The survey, which took place in 2018 as part of our ongoing tree management programme, recorded the mature trees (5,274 trees) across our campuses and found that University trees remove over 2 tonnes of pollutants each year and store over 3,000 tonnes of carbon dioxide.

Our trees also divert 5,460 cubic metres of storm water run-off away from local sewer systems annually, which is worth over £8k each year.

The value of these benefits is used to calculate an economic value, which can be used to inform local management decisions and help optimise biodiversity as well as allowing us to improve our economic sustainability and reduce the University’s carbon footprint.

The overall economic value of our trees is £46,123 which is a significant rise from the previous survey in 2009 of £20,874.

The total replacement value of our trees currently stands at over £10.5 million.

Iain Park, the Director of Grounds, said “we are the custodians of a unique asset on our Exeter campuses. Not only do we have one of the widest ranges of tree species of any UK University with the largest number of Champion Trees, the survey confirms that they have a proven environmental and economic benefit.
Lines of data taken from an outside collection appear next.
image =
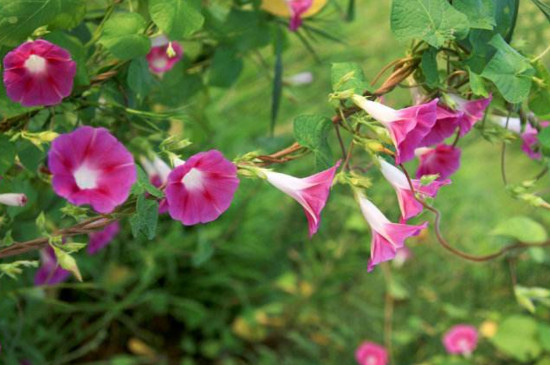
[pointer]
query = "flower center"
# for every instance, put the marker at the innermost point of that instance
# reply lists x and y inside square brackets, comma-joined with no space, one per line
[85,177]
[35,64]
[193,180]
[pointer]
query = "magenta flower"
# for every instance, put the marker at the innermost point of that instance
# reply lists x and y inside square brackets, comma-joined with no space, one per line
[201,189]
[13,199]
[445,125]
[387,237]
[311,192]
[38,73]
[461,339]
[50,273]
[90,166]
[297,9]
[407,127]
[160,58]
[370,353]
[473,111]
[409,206]
[100,239]
[443,160]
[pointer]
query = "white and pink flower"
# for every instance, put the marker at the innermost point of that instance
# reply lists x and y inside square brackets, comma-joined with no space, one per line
[201,189]
[311,192]
[90,166]
[387,237]
[407,127]
[461,339]
[443,160]
[409,206]
[38,73]
[370,353]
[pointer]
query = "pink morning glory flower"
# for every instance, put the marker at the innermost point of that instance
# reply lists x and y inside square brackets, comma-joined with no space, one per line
[38,73]
[445,125]
[100,239]
[473,111]
[370,353]
[50,273]
[201,189]
[297,9]
[443,160]
[90,166]
[13,199]
[311,192]
[160,58]
[409,206]
[461,339]
[387,237]
[407,127]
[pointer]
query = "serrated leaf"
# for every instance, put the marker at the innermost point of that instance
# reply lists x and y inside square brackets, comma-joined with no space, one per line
[509,71]
[434,21]
[523,229]
[176,18]
[123,35]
The grounds offer our students and staff recognised positive impacts on health and wellbeing, which we share with the wider community by granting permitted access to our sites. In addition, our 153Ha estate has a positive impact on the biodiversity, habitat and environment of the City and wider South West region.
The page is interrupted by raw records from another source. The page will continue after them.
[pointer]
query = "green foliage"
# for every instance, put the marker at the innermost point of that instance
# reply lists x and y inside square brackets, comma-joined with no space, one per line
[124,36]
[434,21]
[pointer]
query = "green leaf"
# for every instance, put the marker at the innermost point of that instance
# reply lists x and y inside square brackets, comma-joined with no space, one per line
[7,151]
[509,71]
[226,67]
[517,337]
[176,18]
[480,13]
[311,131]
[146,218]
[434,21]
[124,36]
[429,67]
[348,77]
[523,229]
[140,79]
The Grounds Team work hard to continue to preserve and enhance this award winning asset as part of their ongoing custodianship of historic and new landscapes in their care.”

Protecting wildlife and birds nests

The University’s Grounds Team have the greatest respect for the environment and biodiversity on campus.

This includes delaying hedge cutting until after the bird nesting season, to avoid disturbing the wildlife that use our hedgerows.

This approach allows nesting birds such as Bullfinch to raise their young successfully.

The Streatham and St Luke’s Campuses are extensively used by nesting birds, with a population of 700-800 breeding birds recorded on our campuses this year.